Finnish publisher: Otava

Page count: 687

Finnish translator: Helene Butzow

This series is a prequel to the His Dark Materials series.

Eleven-year-old Malcolm Polstead’s parents run an inn called the Trout in Oxford. He’s a studious boy who likes to help people both in the inn and out of it. He’s also very observant. When three strange men come to the inn and ask Malcolm about a baby who is in the care of the local nunnery, he thinks it’s very strange. He hasn’t heard about it and tells them so. Later, when he’s on the Thames in his canoe, La Belle Sauvage, he sees a man looking for something. His daemon Asta thinks she saw where the man dropped the item. But before they can help the man, he’s arrested. Malcolm and Asta go and retrieve the item: a wooden acorn. They manage to open it and find inside a secret message. But they don’t know where to take it, so they keep it.

Later, when Malcolm goes to the monastery, he asks about a baby and much to his surprise, a nun tells him that they are caring for a baby. She’s called Lyra and nobody is supposed to know that she’s there.

The first half of the book is building tension when Malcolm slowly realizes the depth of the secrets he has stumbled upon. We also get to know Dr. Hannah Relf who interprets the alethiometer at Oxford University. She’s also part of a conspiracy against the Magisterium, the religious organization that wants to control the world. We also meet some other conspirators. When the action starts to roll in the second half of the book, everything is in place. Well, mostly. The second half has scenes and magic that felt very random to me and they weren’t explained. Also, compared to the first half where the only magic are the daimons, the second part seems disjointed. Also, the main bad guy, Bonneville, seemed very strange.

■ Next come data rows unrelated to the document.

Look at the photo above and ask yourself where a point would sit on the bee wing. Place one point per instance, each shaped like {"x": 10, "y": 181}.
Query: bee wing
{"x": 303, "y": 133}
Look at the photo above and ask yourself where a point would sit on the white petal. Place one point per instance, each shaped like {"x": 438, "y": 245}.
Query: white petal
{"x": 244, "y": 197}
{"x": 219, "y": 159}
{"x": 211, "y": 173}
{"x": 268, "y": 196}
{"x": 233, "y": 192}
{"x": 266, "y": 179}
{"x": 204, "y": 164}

Malcolm can feel quite a passive character who only reacts to events, but he’s just 11 and doesn’t know much about the larger plots. This can frustrate readers who are expecting a more Lyra-like main character. For the first half, Malcolm runs errands, spies for Hannah, and just talks with people building tension for the rest of the book and series.

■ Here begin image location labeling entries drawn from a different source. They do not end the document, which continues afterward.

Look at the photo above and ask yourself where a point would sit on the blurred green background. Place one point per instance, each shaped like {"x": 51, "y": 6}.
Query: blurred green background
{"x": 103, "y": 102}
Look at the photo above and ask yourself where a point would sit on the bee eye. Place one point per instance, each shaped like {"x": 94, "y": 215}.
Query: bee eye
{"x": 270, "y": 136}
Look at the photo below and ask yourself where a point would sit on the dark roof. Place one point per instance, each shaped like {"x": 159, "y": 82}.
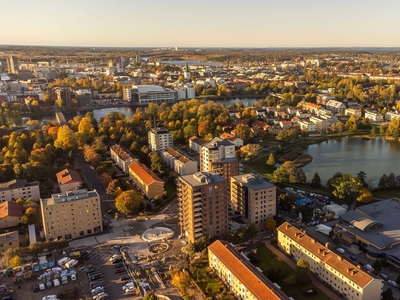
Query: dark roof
{"x": 10, "y": 208}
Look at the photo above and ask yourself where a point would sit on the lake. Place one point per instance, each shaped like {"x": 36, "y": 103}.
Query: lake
{"x": 130, "y": 111}
{"x": 351, "y": 155}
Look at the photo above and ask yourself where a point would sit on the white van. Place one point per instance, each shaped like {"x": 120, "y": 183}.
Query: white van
{"x": 63, "y": 261}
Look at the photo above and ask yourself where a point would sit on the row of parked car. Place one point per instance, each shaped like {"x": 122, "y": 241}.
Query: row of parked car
{"x": 97, "y": 287}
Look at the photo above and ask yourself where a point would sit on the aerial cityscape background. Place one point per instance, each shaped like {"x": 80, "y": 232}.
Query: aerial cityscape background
{"x": 207, "y": 23}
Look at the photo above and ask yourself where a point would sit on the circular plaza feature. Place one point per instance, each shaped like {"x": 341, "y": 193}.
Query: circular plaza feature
{"x": 158, "y": 248}
{"x": 157, "y": 234}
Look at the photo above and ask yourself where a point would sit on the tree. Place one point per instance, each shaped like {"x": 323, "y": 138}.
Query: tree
{"x": 243, "y": 131}
{"x": 128, "y": 202}
{"x": 302, "y": 271}
{"x": 181, "y": 280}
{"x": 365, "y": 196}
{"x": 271, "y": 160}
{"x": 252, "y": 230}
{"x": 150, "y": 296}
{"x": 31, "y": 216}
{"x": 65, "y": 139}
{"x": 250, "y": 151}
{"x": 316, "y": 181}
{"x": 270, "y": 224}
{"x": 301, "y": 176}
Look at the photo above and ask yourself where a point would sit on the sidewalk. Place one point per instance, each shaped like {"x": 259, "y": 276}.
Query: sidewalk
{"x": 331, "y": 294}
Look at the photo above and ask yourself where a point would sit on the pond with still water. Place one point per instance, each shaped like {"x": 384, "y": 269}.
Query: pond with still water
{"x": 351, "y": 155}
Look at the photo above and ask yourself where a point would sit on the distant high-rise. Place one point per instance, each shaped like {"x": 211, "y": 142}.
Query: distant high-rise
{"x": 253, "y": 198}
{"x": 203, "y": 206}
{"x": 12, "y": 64}
{"x": 218, "y": 156}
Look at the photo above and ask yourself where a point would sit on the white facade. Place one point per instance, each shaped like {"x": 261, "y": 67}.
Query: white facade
{"x": 19, "y": 188}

It’s been a couple of decades since I read His Dark Materials series but I recently watched the first season of the TV show so I remember it well. I loved the daemons, again. Malcolm’s Asta still changes form at will and the adults have stable daimons who reveal a lot about their personality.

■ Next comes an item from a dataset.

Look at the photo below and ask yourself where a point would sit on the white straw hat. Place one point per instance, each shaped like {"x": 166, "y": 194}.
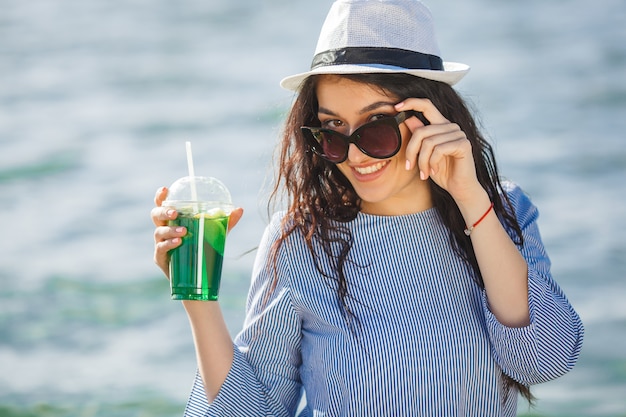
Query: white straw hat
{"x": 379, "y": 36}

Some characters from the previous series appear. However, we already know what happens to Lyra so there’s no tension about what ultimately happens to her. Of course, I don’t read books to find out how the main characters will die, so this didn’t really bother me. Overall, I enjoyed this book and it’s a fine beginning to a new series. I just hope Pullman has some explanation for the random things that happened.